Durst, an early believer in Times Square, was able to secure sizable commitments from law firm Skadden, Arps, Slate, Meagher & Flom and Condé Nast for 4 Times Square in 1996, which eventually grew to both companies assuming the entire 1.8-million-square-foot building between West 42nd and West 43rd Streets, when it opened in 1999.

However, Condé Nast announced in 2014 it would ditch its 817,000 square feet at 4 Times Square for Durst’s 1 World Trade Center in the Financial District while Skadden said that same year it would leave its nearly 600,000-square-foot-offices in 2020.

Durst got to work by renovating Condé Nast’s Frank Gehry-designed cafeteria into an amenity floor with a food hall for tenants run by Michelin-star chef Claus Meyers. So far, Durst has leased about 80 percent of Condé’s old space and 100,000 square feet of Skadden’s former office, with Nasdaq taking 145,000 square feet and much going to mid-sized tenants, Bow said.

The landlord has also been able to get close to its asking rents of $80 per square foot on the lower floors and $135 per square foot on the higher levels.

“We benefited from being half a block away from Bryant Park,” Bow said. “We expect people to go to Bryant Park and enjoy the restaurant scene around there.”

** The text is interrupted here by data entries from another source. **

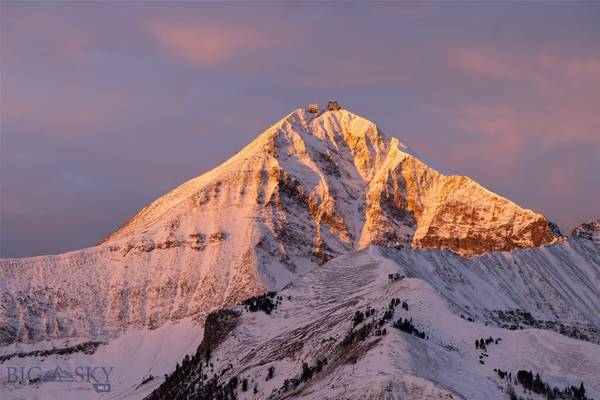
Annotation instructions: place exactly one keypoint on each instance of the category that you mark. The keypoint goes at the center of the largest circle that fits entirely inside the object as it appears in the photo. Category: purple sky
(104, 107)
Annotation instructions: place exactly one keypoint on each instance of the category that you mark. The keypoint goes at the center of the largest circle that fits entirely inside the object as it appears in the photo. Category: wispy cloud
(209, 44)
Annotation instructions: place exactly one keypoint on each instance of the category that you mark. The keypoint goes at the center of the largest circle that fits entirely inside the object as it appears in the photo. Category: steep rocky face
(306, 190)
(347, 185)
(588, 231)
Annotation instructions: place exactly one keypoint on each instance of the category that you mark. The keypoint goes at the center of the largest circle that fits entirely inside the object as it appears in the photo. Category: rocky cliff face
(306, 190)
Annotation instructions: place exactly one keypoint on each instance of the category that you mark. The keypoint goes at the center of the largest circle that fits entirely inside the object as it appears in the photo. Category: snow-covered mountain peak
(311, 187)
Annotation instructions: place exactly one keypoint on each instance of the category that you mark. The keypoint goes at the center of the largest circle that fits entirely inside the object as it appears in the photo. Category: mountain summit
(309, 188)
(329, 183)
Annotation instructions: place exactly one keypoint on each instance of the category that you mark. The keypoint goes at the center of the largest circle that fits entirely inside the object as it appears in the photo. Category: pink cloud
(209, 44)
(75, 116)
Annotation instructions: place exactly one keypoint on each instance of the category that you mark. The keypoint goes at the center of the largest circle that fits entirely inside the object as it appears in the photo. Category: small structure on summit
(333, 106)
(313, 108)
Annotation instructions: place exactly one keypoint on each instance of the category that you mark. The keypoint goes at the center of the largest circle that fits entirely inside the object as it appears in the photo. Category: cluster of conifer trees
(267, 302)
(535, 384)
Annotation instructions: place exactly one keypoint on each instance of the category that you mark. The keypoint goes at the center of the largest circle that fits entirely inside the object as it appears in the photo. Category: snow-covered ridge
(313, 346)
(589, 230)
(306, 190)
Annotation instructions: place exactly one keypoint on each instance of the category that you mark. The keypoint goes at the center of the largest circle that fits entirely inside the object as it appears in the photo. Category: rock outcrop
(309, 188)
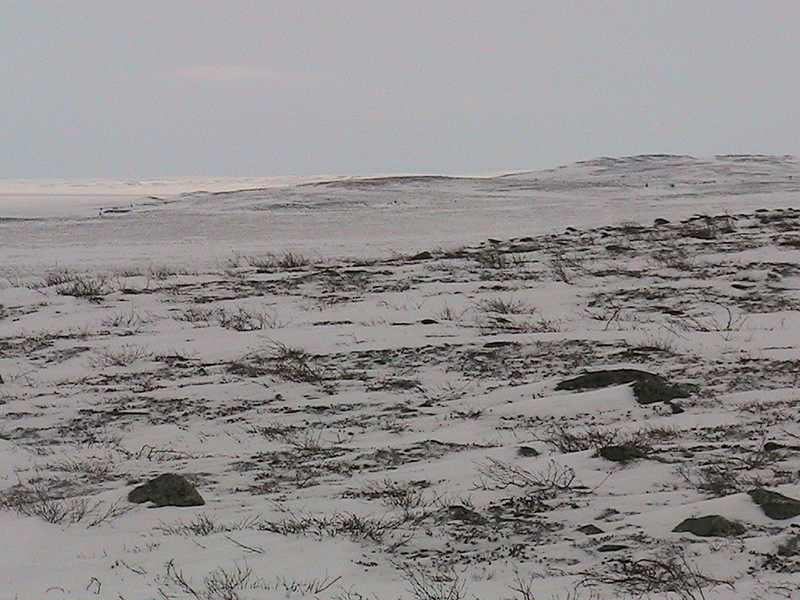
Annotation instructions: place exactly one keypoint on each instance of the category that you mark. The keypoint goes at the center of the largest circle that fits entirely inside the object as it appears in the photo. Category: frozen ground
(364, 379)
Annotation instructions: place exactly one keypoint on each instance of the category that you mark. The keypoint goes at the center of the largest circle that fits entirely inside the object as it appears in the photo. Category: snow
(353, 413)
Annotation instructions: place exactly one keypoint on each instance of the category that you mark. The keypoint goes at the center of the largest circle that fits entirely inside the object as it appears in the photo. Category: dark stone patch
(167, 490)
(527, 451)
(647, 387)
(590, 529)
(622, 453)
(710, 526)
(612, 547)
(456, 512)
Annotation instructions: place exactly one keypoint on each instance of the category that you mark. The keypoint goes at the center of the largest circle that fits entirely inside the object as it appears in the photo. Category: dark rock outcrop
(710, 526)
(167, 490)
(647, 387)
(622, 453)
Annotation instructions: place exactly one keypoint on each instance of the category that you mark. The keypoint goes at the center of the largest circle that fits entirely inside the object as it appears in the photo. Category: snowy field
(374, 385)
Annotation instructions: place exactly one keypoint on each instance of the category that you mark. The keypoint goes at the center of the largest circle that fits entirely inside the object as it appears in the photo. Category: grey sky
(150, 89)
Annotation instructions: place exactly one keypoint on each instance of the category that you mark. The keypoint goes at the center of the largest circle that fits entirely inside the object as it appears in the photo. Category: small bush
(84, 287)
(272, 262)
(247, 320)
(124, 356)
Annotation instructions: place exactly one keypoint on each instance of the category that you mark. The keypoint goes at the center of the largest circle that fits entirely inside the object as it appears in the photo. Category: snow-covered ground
(365, 379)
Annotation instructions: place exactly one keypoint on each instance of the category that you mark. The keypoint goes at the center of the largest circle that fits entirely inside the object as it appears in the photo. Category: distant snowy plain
(200, 220)
(361, 375)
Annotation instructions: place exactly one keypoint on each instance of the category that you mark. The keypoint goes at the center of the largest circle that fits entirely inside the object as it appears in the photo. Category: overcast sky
(141, 89)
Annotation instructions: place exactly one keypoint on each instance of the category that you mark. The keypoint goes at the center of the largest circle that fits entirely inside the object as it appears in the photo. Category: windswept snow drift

Others have started to see the potential Durst did all those years ago. Aside from HFZ and Skyline, Savanna made a splashy $640 million purchase of the 35-story 5 Bryant Park from Blackstone Group in May 2018, as Commercial Observer previously reported. A spokesman for Savanna declined to comment.

Savanna plans to extensively renovate the building between West 40th and West 41st Streets with a redesign of the lobby, entrance and signage along with the renovation of its bathrooms, corridors, terraces and windows.